3 En alle vorsten des konings van Babel togen henen in, en hielden bij de middelste poort; namelijk Nergal-Sarezer Samgar-Nebu, Sarsechim Rab-Saris, Nergal-Sarezer Rab-Mag, en al de overige vorsten des konings van Babel.
All the princes of the king of Babylon came in, and sat in the middle gate: Nergal Sharezer, Samgarnebo, Sarsechim the Rabsaris, Nergal Sharezer the Rabmag, with all the rest of the princes of the king of Babylon.
4 En het geschiedde, als Zedekia, de koning van Juda, en al de krijgslieden hen zagen, zo vloden zij, en togen bij nacht uit de stad, door den weg van des konings hof, door de poort tussen de twee muren; en hij toog uit door den weg des vlakken velds.
When Zedekiah the king of Judah and all the men of war saw them, then they fled and went out of the city by night, by the way of the king’s garden, through the gate between the two walls; and he went out toward the Arabah.
5 Doch het heir der Chaldeen jaagde hen achterna; en zij achterhaalden Zedekia in de vlakke velden van Jericho, en vingen hem, en brachten hem opwaarts tot Nebukadrezar, den koning van Babel, naar Ribla, in het land van Hamath; die sprak oordelen tegen hem uit.
But the army of the Chaldeans pursued them, and overtook Zedekiah in the plains of Jericho. When they had taken him, they brought him up to Nebuchadnezzar king of Babylon to Riblah in the land of Hamath; and he pronounced judgment on him.
6 En de koning van Babel slachtte de zonen van Zedekia te Ribla voor zijn ogen; ook slachtte de koning van Babel alle edelen van Juda.
Then the king of Babylon killed Zedekiah’s sons in Riblah before his eyes. The king of Babylon also killed all the nobles of Judah.
7 En hij verblindde de ogen van Zedekia, en bond hem met twee koperen ketenen, om hem naar Babel te voeren.
Moreover he put out Zedekiah’s eyes and bound him in fetters, to carry him to Babylon.
8 En de Chaldeen verbrandden het huis des konings en de huizen des volks met vuur; en zij braken de muren van Jeruzalem af.
The Chaldeans burned the king’s house and the people’s houses with fire and broke down the walls of Jerusalem.

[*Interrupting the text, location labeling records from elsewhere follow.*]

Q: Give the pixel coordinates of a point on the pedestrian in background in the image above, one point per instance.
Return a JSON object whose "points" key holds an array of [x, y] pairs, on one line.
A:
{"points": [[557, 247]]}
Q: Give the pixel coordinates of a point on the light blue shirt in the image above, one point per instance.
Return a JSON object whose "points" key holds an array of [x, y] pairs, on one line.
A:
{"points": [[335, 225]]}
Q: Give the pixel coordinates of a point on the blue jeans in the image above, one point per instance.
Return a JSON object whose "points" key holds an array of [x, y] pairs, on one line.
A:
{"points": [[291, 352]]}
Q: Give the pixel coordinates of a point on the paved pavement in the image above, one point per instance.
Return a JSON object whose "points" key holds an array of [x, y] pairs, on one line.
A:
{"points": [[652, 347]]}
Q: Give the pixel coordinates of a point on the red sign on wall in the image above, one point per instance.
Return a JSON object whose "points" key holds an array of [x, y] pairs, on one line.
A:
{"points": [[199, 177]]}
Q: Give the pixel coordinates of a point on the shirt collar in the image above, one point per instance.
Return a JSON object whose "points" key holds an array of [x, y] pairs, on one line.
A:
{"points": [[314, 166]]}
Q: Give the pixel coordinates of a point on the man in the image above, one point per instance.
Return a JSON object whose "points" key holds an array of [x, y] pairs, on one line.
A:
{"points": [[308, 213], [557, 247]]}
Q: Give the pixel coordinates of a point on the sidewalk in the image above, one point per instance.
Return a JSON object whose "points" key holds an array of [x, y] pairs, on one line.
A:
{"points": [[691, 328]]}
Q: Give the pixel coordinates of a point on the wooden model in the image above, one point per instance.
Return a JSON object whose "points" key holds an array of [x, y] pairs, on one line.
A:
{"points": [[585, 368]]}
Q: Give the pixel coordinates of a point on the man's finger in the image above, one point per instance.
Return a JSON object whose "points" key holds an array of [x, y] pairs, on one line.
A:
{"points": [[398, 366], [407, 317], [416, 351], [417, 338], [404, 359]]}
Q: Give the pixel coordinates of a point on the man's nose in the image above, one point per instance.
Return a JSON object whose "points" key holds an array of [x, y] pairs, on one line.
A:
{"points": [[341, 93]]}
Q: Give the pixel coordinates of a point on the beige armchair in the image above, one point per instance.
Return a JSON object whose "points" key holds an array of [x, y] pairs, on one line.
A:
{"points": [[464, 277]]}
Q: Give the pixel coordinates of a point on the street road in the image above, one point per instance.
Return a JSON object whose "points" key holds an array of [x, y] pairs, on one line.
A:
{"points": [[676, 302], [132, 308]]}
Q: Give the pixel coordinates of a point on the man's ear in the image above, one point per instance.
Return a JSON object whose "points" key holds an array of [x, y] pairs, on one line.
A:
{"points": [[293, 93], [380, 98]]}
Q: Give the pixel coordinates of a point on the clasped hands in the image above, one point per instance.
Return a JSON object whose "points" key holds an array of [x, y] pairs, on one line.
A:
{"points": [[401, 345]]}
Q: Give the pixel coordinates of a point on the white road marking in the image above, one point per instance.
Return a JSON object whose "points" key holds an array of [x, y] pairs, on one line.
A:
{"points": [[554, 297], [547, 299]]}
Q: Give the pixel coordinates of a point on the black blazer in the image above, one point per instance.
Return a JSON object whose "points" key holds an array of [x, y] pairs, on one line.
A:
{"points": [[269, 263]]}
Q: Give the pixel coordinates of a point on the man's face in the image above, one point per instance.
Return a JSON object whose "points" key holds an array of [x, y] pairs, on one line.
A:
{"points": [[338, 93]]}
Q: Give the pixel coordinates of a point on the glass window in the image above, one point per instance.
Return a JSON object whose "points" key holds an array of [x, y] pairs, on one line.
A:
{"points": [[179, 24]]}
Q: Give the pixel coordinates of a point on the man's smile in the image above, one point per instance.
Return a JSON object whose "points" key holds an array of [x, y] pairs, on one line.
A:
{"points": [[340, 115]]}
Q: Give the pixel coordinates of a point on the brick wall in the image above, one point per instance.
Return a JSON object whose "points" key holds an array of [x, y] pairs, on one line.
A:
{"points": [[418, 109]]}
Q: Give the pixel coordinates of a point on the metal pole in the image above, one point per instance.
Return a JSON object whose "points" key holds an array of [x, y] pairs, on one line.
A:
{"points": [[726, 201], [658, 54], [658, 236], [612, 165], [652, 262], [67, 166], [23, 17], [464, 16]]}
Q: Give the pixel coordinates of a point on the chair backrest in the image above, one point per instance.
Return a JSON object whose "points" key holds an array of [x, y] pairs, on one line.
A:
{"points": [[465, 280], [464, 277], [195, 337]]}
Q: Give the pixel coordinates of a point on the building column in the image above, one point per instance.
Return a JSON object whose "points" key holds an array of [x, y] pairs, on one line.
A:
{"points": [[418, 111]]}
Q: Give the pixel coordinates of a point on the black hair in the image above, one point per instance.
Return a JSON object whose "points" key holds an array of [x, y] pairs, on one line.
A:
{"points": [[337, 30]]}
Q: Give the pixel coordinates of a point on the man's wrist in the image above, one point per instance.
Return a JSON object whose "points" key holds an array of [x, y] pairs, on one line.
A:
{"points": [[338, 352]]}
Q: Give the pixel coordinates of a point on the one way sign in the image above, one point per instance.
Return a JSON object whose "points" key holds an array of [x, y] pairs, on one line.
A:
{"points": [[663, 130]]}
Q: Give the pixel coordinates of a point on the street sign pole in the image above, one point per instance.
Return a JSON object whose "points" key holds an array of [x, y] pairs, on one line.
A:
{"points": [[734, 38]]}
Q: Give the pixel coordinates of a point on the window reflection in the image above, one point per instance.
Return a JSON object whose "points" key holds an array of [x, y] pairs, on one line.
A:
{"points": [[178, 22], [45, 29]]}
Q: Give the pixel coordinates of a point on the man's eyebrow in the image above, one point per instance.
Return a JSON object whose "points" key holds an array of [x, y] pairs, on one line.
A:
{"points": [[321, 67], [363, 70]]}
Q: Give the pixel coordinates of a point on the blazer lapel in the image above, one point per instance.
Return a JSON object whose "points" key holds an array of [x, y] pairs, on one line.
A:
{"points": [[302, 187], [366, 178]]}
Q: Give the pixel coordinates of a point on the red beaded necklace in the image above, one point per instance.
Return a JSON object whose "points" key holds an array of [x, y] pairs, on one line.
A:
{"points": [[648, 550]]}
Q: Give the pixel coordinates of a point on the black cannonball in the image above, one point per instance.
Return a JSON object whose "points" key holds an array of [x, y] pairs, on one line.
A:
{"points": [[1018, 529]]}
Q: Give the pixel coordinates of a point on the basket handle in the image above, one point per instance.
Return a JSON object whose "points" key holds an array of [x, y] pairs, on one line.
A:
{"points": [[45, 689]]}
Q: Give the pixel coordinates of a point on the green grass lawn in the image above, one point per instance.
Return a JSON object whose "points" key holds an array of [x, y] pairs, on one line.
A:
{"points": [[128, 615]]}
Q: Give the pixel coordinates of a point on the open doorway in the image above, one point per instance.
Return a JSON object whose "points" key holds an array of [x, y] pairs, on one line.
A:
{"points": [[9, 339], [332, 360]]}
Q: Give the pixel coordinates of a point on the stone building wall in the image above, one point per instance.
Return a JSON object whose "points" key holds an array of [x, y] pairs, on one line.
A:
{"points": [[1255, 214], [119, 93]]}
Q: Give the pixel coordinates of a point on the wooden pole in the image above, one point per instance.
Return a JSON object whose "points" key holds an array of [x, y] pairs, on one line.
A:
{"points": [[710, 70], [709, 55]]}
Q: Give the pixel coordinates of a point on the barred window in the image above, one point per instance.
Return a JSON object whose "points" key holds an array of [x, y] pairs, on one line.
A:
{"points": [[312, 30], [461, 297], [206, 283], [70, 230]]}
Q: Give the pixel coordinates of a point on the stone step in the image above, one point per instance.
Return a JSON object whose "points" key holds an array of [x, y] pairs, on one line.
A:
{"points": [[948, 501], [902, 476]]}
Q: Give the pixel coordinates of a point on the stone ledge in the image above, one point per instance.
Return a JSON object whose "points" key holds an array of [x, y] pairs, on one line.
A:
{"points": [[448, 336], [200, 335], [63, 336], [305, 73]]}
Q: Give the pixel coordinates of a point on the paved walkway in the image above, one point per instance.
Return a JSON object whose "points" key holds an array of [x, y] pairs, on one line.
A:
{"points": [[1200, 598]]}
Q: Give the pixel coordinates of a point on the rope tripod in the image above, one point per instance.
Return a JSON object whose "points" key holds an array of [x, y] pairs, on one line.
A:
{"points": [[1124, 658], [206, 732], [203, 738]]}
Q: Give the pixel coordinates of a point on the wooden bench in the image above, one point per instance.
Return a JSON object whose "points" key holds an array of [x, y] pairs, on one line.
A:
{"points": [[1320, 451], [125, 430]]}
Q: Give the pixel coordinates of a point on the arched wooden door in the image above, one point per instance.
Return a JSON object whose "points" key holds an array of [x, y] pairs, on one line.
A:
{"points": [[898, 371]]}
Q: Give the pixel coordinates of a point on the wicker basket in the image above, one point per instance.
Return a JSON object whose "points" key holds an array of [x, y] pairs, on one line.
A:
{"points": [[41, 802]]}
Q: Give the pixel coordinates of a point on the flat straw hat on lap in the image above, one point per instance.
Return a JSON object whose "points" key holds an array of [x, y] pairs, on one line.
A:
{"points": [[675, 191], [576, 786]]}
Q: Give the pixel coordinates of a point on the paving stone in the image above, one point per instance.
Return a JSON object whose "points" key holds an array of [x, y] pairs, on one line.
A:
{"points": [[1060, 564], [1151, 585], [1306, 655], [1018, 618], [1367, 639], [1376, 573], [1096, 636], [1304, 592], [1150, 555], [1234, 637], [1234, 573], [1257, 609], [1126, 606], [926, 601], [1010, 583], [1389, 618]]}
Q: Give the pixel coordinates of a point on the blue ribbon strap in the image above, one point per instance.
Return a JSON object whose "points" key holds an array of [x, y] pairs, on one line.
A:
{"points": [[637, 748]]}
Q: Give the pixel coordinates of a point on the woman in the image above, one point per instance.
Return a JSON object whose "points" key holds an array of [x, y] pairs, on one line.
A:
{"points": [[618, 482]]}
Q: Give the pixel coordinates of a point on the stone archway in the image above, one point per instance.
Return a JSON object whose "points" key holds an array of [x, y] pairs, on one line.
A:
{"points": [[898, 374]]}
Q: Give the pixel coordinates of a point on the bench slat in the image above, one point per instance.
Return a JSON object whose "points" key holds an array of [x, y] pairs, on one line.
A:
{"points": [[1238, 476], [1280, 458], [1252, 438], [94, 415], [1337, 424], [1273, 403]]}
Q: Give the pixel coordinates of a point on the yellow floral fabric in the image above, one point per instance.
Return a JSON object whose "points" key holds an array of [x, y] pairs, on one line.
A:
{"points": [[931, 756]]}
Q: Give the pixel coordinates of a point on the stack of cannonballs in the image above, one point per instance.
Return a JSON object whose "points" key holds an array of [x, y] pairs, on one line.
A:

9 Het overige nu des volks, die in de stad waren overgebleven, en de afvalligen, die tot hem gevallen waren, met het overige des volks, die overgebleven waren, voerde Nebuzaradan, de overste der trawanten, gevankelijk naar Babel.
Then Nebuzaradan the captain of the guard carried away captive into Babylon the rest of the people who remained in the city, the deserters also who fell away to him, and the rest of the people who remained.
10 Maar van het volk, die arm waren, die niet met al hadden, liet Nebuzaradan, de overste der trawanten, enigen overig in het land van Juda; en hij gaf hun te dien dage wijngaarden en akkers.
But Nebuzaradan the captain of the guard left of the poor of the people, who had nothing, in the land of Judah, and gave them vineyards and fields at the same time.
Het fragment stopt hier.